はじめに
この記事はデータ分析の定石というシリーズの1つになります。シリーズでは実データ分析をいくつかのフェーズに分けてまとめています。今回はそのうちの「モデル選択と検証評価」に焦点を当てています。
シリーズ全体の流れはこちらになります。
【実践】カリフォルニア住宅価格予測で学ぶ、データ分析の定石
PyCaretによるモデル活用
このフェーズでは、特徴量エンジで得られた選択特徴量をもとに、本格的にモデル活用を進めます。この際に機械学習モデルのローコード実装を可能にするライブラリ、PyCaretを利用します。このライブラリは、仮説検証や特徴量エンジニアリングといった重要なタスクに集中できるようにすることを開発目的としており、非常にいろんなことができます。
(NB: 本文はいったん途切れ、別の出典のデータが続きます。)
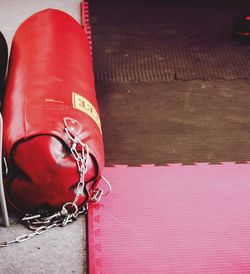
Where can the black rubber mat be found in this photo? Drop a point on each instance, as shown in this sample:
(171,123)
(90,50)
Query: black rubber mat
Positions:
(150,41)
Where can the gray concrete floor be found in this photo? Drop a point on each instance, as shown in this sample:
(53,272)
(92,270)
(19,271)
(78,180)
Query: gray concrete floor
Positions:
(62,250)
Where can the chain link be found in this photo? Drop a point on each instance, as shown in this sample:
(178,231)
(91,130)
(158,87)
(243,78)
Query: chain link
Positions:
(69,211)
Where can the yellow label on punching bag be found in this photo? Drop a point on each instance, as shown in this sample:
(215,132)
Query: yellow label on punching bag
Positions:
(82,104)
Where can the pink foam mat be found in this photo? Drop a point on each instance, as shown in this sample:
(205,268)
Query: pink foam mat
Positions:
(172,219)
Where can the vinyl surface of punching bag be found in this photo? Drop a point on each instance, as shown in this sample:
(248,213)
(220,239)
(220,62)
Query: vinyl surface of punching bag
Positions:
(3,59)
(50,86)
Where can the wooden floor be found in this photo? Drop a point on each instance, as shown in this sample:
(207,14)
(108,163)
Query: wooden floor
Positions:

ここでは、特にPyCreatの以下表のような特徴の恩恵を受けて分析を進めます。
| 特徴 | 説明 |
|---|---|
| ローコード | 数行のコードで、複雑な処理(前処理、モデル比較、ハイパーパラメータチューニングなど)を実行できる |
| ベストモデル選択 | 様々なタスク(分類、回帰、クラスタリングなど)に対する機械学習アルゴリズムが用意されており、選択したタスクに対してモデル精度を比較、ベストなモデルを選定できる |
| 性能診断プロット | ROC曲線、混同行列、残差プロット、特徴量重要度など、モデルの性能を詳細に診断するための多数のプロットを生成できるため、モデルの結果の分析ができる |
具体的な手順は以下のようになります。
・検証用データと評価用データに分割、特徴量をスケーリング
・複数のモデルの性能比較
・ベストモデルを選択し性能診断プロットで結果を観察
・評価用データの特徴量をスケーリングした後、目的変数を予測
・元々の目的変数との誤差(汎化誤差)を確認しモデルを評価
これら全てをPycaretで実装していきます。
それでは分析を進めていきましょう!
性能指標と分割とスケーリング
機械学習で評価するのは、未知のデータに対してもうまく予測できること、汎化性能です。
そこで、ここでは既存のデータをあたかも未知のデータとして扱います。具体的には、学習に利用する検証用データと、学習結果をもとに予測する評価用データに分割します。
またモデルを適用する前には、一般に、各特徴量のオーダーを揃える、スケーリングを行います。それはオーダーやばらつきの大きい特徴量が目的変数に強く影響してしまい、オーダーやばらつきが小さいけれども目的変数に影響を与える特徴量が埋もれてしまう場合があるためです。
ここで「場合」と言ったのは理由があります。実は、モデルの種類によっては、特徴量のオーダーを気にしないでも良いものもあります。以下のような表はその分類を表しています。
| 分類 | モデルの動作原理 | モデル例 | スケーリングの必要性 |
|---|---|---|---|
| 距離ベース / 勾配ベースモデル | 複数の特徴量(ベクトル)どうしの幾何学的距離、または特徴量の勾配に基づいて学習を行う。 | SVM, K-近傍法 (KNN), ニューラルネットワーク | ✅ 必要 |
| 決定木ベース / 順序ベースモデル | データの順序と単一特徴量ごとの閾値に基づいて分割を行う。距離やスケールには依存しない。 | 決定木 (DT), ランダムフォレスト (RF), 勾配ブースティング系 (XGBoost, LightGBM) | ❌ 不要 |
例えば、SVMなど距離を使うモデル場合、特徴量ごとに数値のオーダーが異なると、オーダーが大きい方に引っ張られてしまうので、オーダーを揃えるスケーリングが必要です。一方、決定木系などは、1つの特徴量の閾値を決める操作を繰り返すモデルであり、この場合の閾値を決める指標は、値ではなく、相対的な大小関係や順番になるので、スケーリングは必要ありません。
ただPyCaretは、どちらの類のモデルも同時に比較できます。そこで、スケーリングをして比較します。今回は、よく使われるZ-Scoreを採用します。
以上の分割とスケーリングを実装します。なんと、set()という関数の引数の設定により一行で処理完了します。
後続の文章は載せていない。